Photosynthetic organisms developed multiple strategies for balancing light-harvesting versus intracellular energy utilization to survive ever-changing environmental conditions. The light-harvesting complex (LHC) protein family is of paramount importance for this function and can form light-harvesting pigment protein complexes. In this work, we describe detailed analyses of the photosystem II (PSII) LHC protein LHCBM9 of the microalga Chlamydomonas reinhardtii in terms of expression kinetics, localization, and function. In contrast to most LHC members described before, LHCBM9 expression was determined to be very low during standard cell cultivation but strongly increased as a response to specific stress conditions, e.g., when nutrient availability was limited.
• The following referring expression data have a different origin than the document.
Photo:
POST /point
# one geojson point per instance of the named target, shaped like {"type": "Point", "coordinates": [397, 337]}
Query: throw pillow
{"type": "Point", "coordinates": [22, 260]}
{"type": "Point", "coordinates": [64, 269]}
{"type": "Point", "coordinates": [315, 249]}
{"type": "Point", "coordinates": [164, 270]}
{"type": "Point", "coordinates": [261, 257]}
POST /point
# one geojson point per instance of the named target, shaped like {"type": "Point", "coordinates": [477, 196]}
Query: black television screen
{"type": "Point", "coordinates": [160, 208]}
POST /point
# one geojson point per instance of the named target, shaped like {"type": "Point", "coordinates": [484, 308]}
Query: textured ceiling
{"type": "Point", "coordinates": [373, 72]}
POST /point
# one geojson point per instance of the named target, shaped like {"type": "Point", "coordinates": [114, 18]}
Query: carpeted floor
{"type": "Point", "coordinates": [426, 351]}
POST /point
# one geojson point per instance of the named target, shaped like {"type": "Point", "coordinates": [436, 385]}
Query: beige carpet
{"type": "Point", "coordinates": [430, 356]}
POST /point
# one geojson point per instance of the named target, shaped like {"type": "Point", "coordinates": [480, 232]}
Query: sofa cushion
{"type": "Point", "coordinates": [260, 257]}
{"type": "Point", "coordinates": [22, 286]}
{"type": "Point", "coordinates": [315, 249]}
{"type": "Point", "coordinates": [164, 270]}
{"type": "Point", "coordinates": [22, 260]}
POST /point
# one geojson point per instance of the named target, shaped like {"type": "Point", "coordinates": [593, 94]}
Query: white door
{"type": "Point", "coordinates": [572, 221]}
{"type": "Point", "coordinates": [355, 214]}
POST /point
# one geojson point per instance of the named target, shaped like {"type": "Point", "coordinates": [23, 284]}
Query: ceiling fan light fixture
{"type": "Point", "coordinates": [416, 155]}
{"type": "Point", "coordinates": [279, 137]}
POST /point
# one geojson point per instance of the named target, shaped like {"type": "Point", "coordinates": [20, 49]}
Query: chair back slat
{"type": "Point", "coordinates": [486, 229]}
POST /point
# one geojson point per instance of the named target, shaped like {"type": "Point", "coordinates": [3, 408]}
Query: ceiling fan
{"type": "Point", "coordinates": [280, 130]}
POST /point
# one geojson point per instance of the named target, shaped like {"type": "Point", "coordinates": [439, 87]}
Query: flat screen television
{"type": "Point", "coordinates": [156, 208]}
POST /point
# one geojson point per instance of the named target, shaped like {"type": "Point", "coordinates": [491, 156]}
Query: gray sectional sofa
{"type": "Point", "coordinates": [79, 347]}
LHCBM9 was localized as part of PSII supercomplexes but was not found in association with photosystem I complexes. Knockdown cell lines with 50 to 70% reduced amounts of LHCBM9 showed reduced photosynthetic activity upon illumination and severe perturbation of hydrogen production activity. Functional analysis, performed on isolated PSII supercomplexes and recombinant LHCBM9 proteins, demonstrated that presence of LHCBM9 resulted in faster chlorophyll fluorescence decay and reduced production of singlet oxygen, indicating upgraded photoprotection. We conclude that LHCBM9 has a special role within the family of LHCII proteins and serves an important protective function during stress conditions by promoting efficient light energy dissipation and stabilizing PSII supercomplexes.